When your program starts up, the first thing you should do is load the KB.
Then you should construct the negated query and add it to the KB. One way to do this is
construct the desired string based on argv[2] and call parse() to create an Expr* object. Don’t
forget that clauses always start with an ‘or’. So if the query is C2W, then you want to construct
an Expr* representing “(or (not C2W))” to the KB. However, if the query was “(not C2Y”), then
you should just add “(or C2Y)” to the KB, since “(or (not (not C2Y)))” is not valid clause syntax.
If you call parse(argv[2]) to create a Expr* and it starts with a ‘not’, an easy trick would be to just
replace the ‘not’ with an ‘or’ to give you the negated query as a clause to add to the KB.

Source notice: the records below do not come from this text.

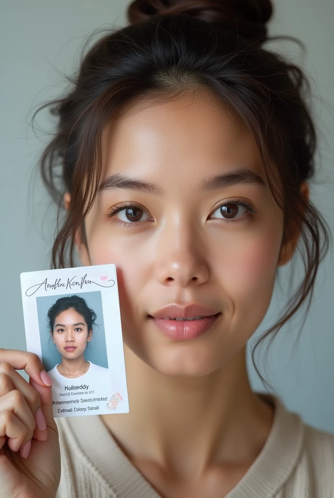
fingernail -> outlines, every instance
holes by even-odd
[[[26,443],[24,446],[22,447],[20,449],[20,453],[21,454],[21,456],[22,458],[27,458],[28,455],[29,455],[29,452],[30,451],[30,448],[31,447],[31,440],[28,441],[27,443]]]
[[[52,381],[45,370],[42,370],[40,374],[41,378],[46,385],[52,385]]]
[[[36,412],[36,423],[40,430],[44,431],[46,429],[46,422],[40,408]]]

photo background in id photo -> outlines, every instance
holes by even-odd
[[[83,297],[88,307],[91,308],[96,315],[96,319],[92,327],[92,337],[87,344],[84,354],[84,359],[100,367],[108,368],[101,292],[94,291],[91,292],[72,292],[71,294],[36,297],[42,361],[47,372],[62,362],[62,356],[58,351],[56,345],[53,342],[50,334],[48,311],[59,298],[73,295]]]

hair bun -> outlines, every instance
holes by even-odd
[[[265,39],[271,0],[134,0],[127,10],[131,24],[154,15],[186,14],[236,31],[245,38]]]

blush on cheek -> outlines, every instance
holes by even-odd
[[[273,243],[273,239],[268,237],[252,243],[249,241],[234,250],[223,270],[224,282],[231,295],[242,294],[247,297],[251,293],[253,296],[256,290],[272,286],[278,247],[277,241]]]

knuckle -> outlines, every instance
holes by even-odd
[[[0,372],[9,375],[13,370],[13,368],[10,364],[7,362],[0,362]]]
[[[0,411],[0,425],[4,425],[11,420],[12,413],[10,410],[1,410]]]
[[[8,375],[0,372],[0,389],[4,393],[12,388],[11,383]]]
[[[41,363],[40,360],[35,353],[27,353],[27,354],[30,361],[33,362],[34,363],[38,363],[39,365]]]
[[[13,389],[10,391],[10,397],[13,404],[21,404],[23,399],[23,395],[18,389]]]

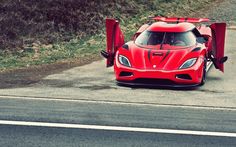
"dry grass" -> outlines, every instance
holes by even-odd
[[[120,19],[129,39],[147,16],[186,17],[214,1],[2,0],[0,69],[97,54],[105,48],[106,17]]]

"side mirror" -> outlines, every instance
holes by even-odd
[[[223,64],[224,62],[226,62],[228,60],[227,56],[224,56],[223,58],[220,59],[220,64]]]
[[[198,43],[206,43],[207,41],[204,39],[204,37],[197,37],[196,41]]]
[[[104,50],[101,51],[101,55],[102,55],[104,58],[106,58],[106,59],[109,57],[108,52],[106,52],[106,51],[104,51]]]

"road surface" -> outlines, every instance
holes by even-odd
[[[236,109],[1,98],[0,112],[0,146],[236,145]]]

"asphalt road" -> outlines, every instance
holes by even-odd
[[[30,126],[30,122],[236,132],[236,109],[94,103],[50,99],[0,99],[0,146],[235,146],[235,137],[128,130]]]

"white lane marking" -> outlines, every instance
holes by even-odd
[[[228,133],[228,132],[208,132],[208,131],[47,123],[47,122],[27,122],[27,121],[9,121],[9,120],[0,120],[0,125],[74,128],[74,129],[90,129],[90,130],[106,130],[106,131],[143,132],[143,133],[164,133],[164,134],[198,135],[198,136],[215,136],[215,137],[236,137],[236,133]]]
[[[77,103],[92,103],[92,104],[112,104],[112,105],[150,106],[150,107],[165,107],[165,108],[184,108],[184,109],[236,111],[236,107],[183,105],[183,104],[161,104],[161,103],[145,103],[145,102],[123,102],[123,101],[69,99],[69,98],[52,98],[52,97],[28,97],[28,96],[0,95],[0,100],[1,99],[35,100],[35,101],[37,101],[37,100],[38,101],[58,101],[58,102],[73,102],[73,103],[77,102]]]

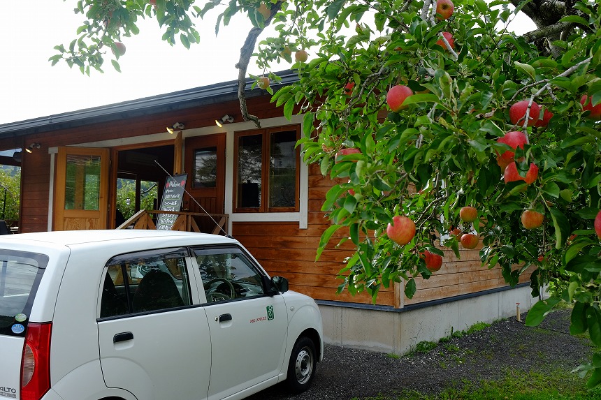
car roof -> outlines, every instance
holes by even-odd
[[[157,230],[145,229],[111,229],[89,230],[58,230],[6,235],[2,242],[17,242],[32,241],[48,244],[71,246],[98,242],[124,240],[128,239],[161,239],[180,237],[194,238],[196,244],[238,244],[238,241],[225,236],[195,232]]]

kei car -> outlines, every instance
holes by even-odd
[[[83,230],[0,242],[0,399],[242,399],[310,385],[315,302],[236,240]]]

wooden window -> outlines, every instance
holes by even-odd
[[[234,211],[298,211],[298,126],[236,133]]]

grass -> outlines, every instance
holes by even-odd
[[[599,400],[601,387],[588,390],[575,373],[507,371],[499,380],[459,383],[437,394],[403,391],[393,396],[356,397],[354,400]]]

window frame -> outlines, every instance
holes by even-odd
[[[277,212],[298,212],[300,210],[300,150],[296,147],[294,149],[295,158],[295,184],[294,184],[294,206],[293,207],[270,207],[269,205],[269,172],[270,158],[271,154],[271,135],[281,132],[296,132],[296,140],[300,138],[300,125],[287,125],[261,129],[240,131],[234,132],[233,140],[233,188],[232,196],[232,211],[234,213],[277,213]],[[239,140],[245,136],[261,135],[261,199],[259,207],[241,207],[238,206],[238,161],[239,161]]]

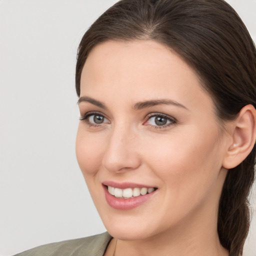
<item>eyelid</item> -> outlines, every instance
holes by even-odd
[[[156,126],[154,126],[152,124],[145,124],[146,123],[146,122],[148,122],[150,118],[152,118],[155,117],[155,116],[162,116],[163,118],[165,118],[168,120],[170,121],[170,122],[168,124],[164,124],[162,126],[157,126],[156,124]],[[146,120],[143,123],[143,124],[144,125],[148,125],[148,126],[154,126],[156,128],[160,128],[160,128],[166,128],[169,126],[175,125],[178,122],[176,118],[174,118],[172,116],[169,116],[168,114],[164,114],[162,113],[159,113],[159,112],[150,113],[150,114],[148,114],[148,116],[146,116]]]
[[[102,113],[101,112],[97,112],[97,111],[91,111],[90,112],[86,112],[84,115],[80,116],[79,118],[80,121],[84,121],[87,124],[90,124],[94,126],[102,126],[104,124],[105,124],[106,122],[103,122],[102,124],[94,124],[92,122],[90,122],[88,120],[88,118],[91,116],[92,116],[96,115],[98,114],[98,116],[102,116],[105,119],[106,119],[109,123],[110,123],[110,121],[109,120],[109,118],[106,118],[106,116]]]

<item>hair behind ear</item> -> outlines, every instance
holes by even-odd
[[[255,144],[256,110],[254,106],[244,106],[230,126],[232,140],[222,163],[223,167],[228,170],[242,162]]]
[[[222,245],[229,248],[230,256],[242,255],[241,244],[244,244],[249,230],[250,212],[248,197],[254,179],[256,153],[254,145],[242,162],[228,170],[220,196],[218,234]],[[242,241],[242,238],[244,238]]]

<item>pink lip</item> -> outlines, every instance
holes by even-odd
[[[111,186],[111,185],[108,185]],[[140,186],[134,186],[132,188],[139,188]],[[154,194],[156,190],[149,194],[144,196],[139,196],[130,199],[124,199],[122,198],[116,198],[110,194],[108,191],[108,188],[104,186],[103,186],[105,197],[108,204],[112,208],[119,210],[129,210],[136,208],[140,204],[148,201],[150,198]],[[116,186],[115,188],[116,188]],[[120,186],[118,188],[120,188]],[[130,186],[129,188],[132,188]],[[142,188],[146,188],[142,186]],[[150,187],[152,188],[152,187]],[[126,186],[127,188],[127,186]]]
[[[154,186],[143,185],[142,184],[128,182],[118,183],[114,182],[106,181],[102,182],[102,184],[106,186],[110,186],[114,188],[121,188],[122,190],[124,190],[124,188],[154,188]]]

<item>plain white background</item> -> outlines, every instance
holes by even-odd
[[[105,231],[76,158],[74,73],[82,36],[116,2],[0,0],[1,256]],[[256,0],[228,2],[256,40]],[[255,214],[245,256],[254,241]]]

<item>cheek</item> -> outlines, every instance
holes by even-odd
[[[190,128],[180,136],[177,132],[158,138],[153,147],[148,140],[148,144],[144,147],[146,152],[144,154],[148,156],[150,168],[166,181],[166,186],[187,190],[194,184],[206,186],[214,182],[212,178],[221,168],[220,154],[216,144],[218,134],[215,129],[203,131],[198,128],[193,130]]]
[[[100,141],[99,141],[100,140]],[[78,127],[76,142],[76,158],[85,178],[98,170],[104,154],[104,142],[99,138],[88,135]]]

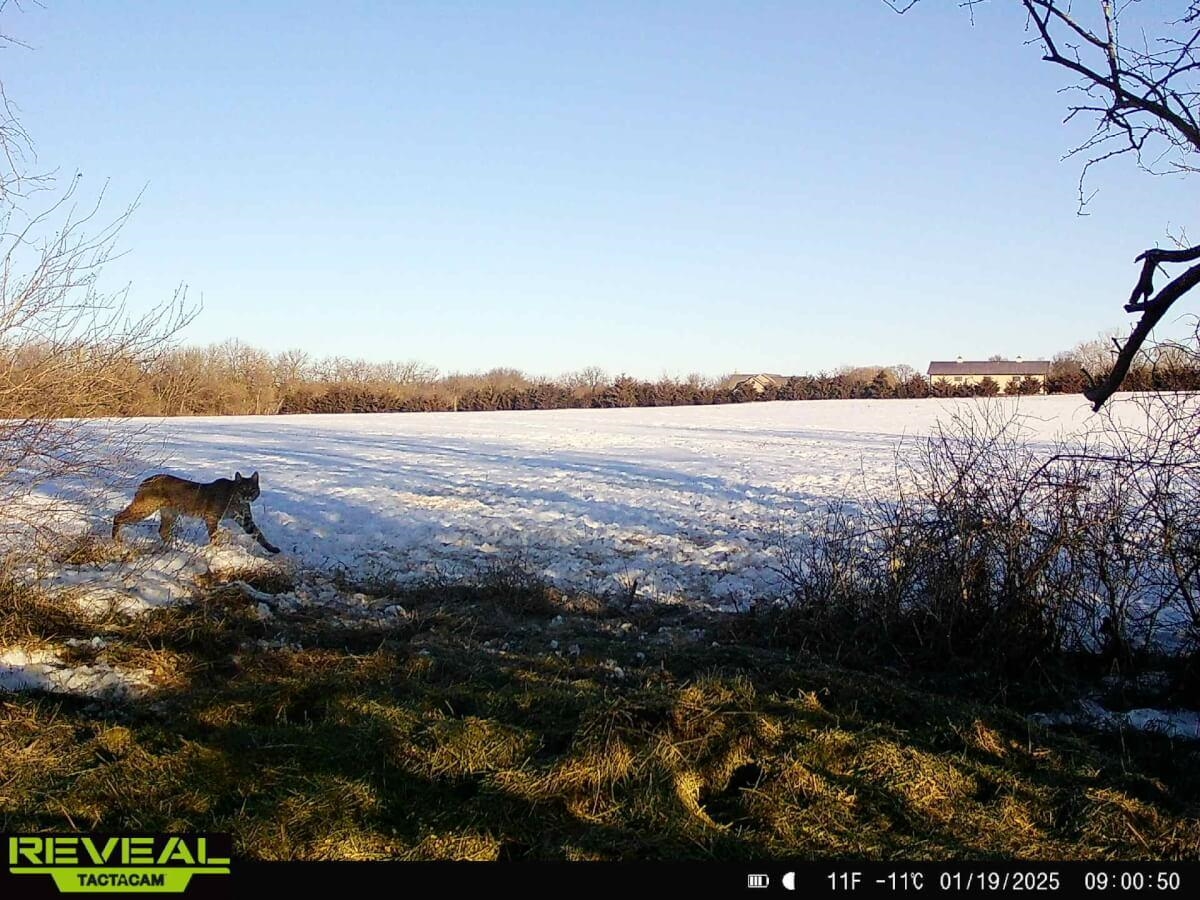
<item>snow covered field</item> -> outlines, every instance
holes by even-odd
[[[731,606],[782,589],[780,547],[829,502],[892,496],[898,451],[911,452],[940,420],[980,410],[1015,416],[1032,443],[1105,421],[1075,396],[133,420],[116,426],[144,432],[122,481],[46,488],[42,500],[66,504],[65,532],[107,540],[113,514],[155,472],[209,481],[257,470],[254,517],[283,553],[269,558],[240,532],[208,546],[203,526],[188,520],[176,546],[161,551],[152,518],[124,533],[150,553],[128,564],[61,565],[43,577],[72,588],[97,618],[176,602],[205,572],[280,562],[299,576],[287,594],[242,583],[263,618],[298,606],[322,607],[335,624],[407,614],[386,606],[394,600],[379,599],[376,610],[371,598],[346,596],[328,578],[338,569],[415,582],[512,563],[566,588]],[[1110,414],[1128,426],[1144,420],[1127,398]],[[0,689],[125,697],[151,689],[148,672],[112,668],[103,654],[70,665],[60,652],[0,647]],[[1087,709],[1045,720],[1165,722],[1172,733],[1200,734],[1192,713],[1134,712],[1136,721],[1100,722]]]
[[[520,559],[564,587],[728,602],[779,587],[778,546],[806,516],[890,493],[898,448],[980,404],[1034,439],[1098,422],[1076,396],[134,420],[121,427],[145,428],[138,470],[79,492],[64,524],[106,535],[154,472],[257,470],[254,517],[305,568],[403,581]],[[155,527],[126,540],[157,541]],[[194,521],[179,534],[206,541]]]

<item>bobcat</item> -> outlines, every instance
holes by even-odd
[[[218,478],[209,484],[188,481],[174,475],[151,475],[133,494],[133,500],[113,517],[113,540],[119,541],[121,526],[140,522],[143,518],[158,514],[158,534],[163,541],[170,540],[170,529],[180,514],[203,518],[209,527],[209,541],[217,533],[222,518],[232,518],[241,526],[246,534],[254,535],[264,548],[278,553],[280,548],[271,544],[254,524],[250,515],[251,500],[258,499],[258,473],[242,478],[235,472],[233,480]]]

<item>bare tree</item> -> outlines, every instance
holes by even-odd
[[[1070,151],[1084,161],[1080,204],[1097,163],[1132,156],[1152,174],[1192,173],[1200,154],[1200,0],[1164,4],[1092,0],[1009,0],[1025,10],[1042,59],[1073,77],[1067,121],[1091,116],[1090,137]],[[884,0],[907,12],[918,0]],[[973,10],[982,0],[965,0]],[[1124,305],[1140,313],[1104,372],[1087,372],[1084,395],[1099,409],[1120,388],[1153,328],[1200,283],[1200,264],[1168,276],[1164,266],[1200,260],[1200,245],[1151,247],[1135,259],[1141,272]]]
[[[56,190],[52,175],[31,174],[32,145],[2,85],[0,98],[0,529],[10,530],[46,522],[48,479],[95,473],[127,449],[88,419],[133,406],[139,374],[193,313],[182,289],[142,316],[126,312],[125,290],[101,289],[136,204],[103,222],[103,192],[82,208],[78,176]],[[40,208],[38,192],[49,198]]]

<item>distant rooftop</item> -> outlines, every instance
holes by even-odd
[[[949,360],[947,362],[930,362],[928,374],[1046,374],[1050,371],[1050,360]]]

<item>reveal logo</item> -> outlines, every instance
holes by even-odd
[[[229,874],[229,835],[18,834],[11,875],[49,875],[62,894],[181,894],[193,875]]]

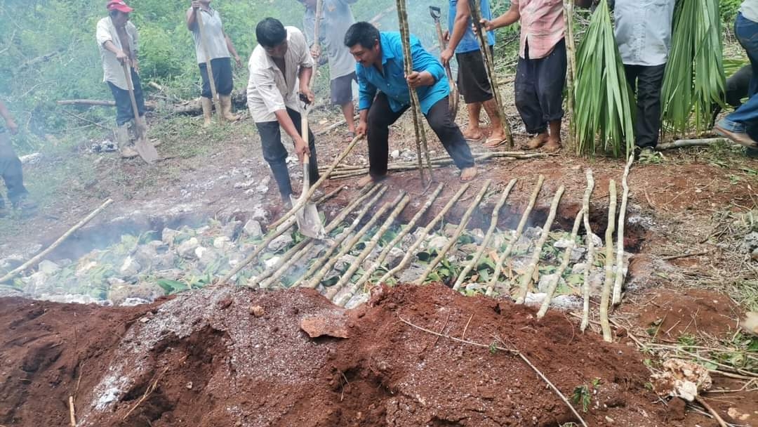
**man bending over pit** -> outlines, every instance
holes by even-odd
[[[418,92],[421,112],[461,170],[461,181],[474,179],[474,157],[448,106],[450,88],[445,70],[418,39],[411,36],[413,72],[408,76],[399,33],[380,33],[371,24],[359,22],[347,30],[345,45],[358,62],[361,114],[356,132],[368,140],[368,176],[359,186],[387,176],[390,126],[410,106],[409,88]]]
[[[318,180],[315,137],[310,130],[307,144],[301,137],[301,102],[295,87],[299,79],[299,93],[313,102],[313,92],[309,88],[313,57],[302,32],[294,27],[285,27],[272,17],[258,24],[255,36],[258,45],[248,62],[247,106],[261,135],[263,157],[271,168],[284,205],[291,206],[287,151],[282,144],[280,127],[292,138],[301,162],[304,155],[310,155],[311,182]]]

Next, validate all the clauses, and print them out (numbered from 0).
Finally, call resolution() to start the search process (the algorithm shown above). With each
step, print out tracing information showing the iteration count, how many clauses are in the KB,
which pair of resolvable clauses are selected/popped from the queue (print clause indexes and
the clauses themselves), the matching proposition between them, the resolvent, and whether it
is a bad clause (not valid syntax), redundant (already in the KB – use Eq() to check), or OK
(gets added to the KB). If you discover the empty clause, return true and print ‘success’.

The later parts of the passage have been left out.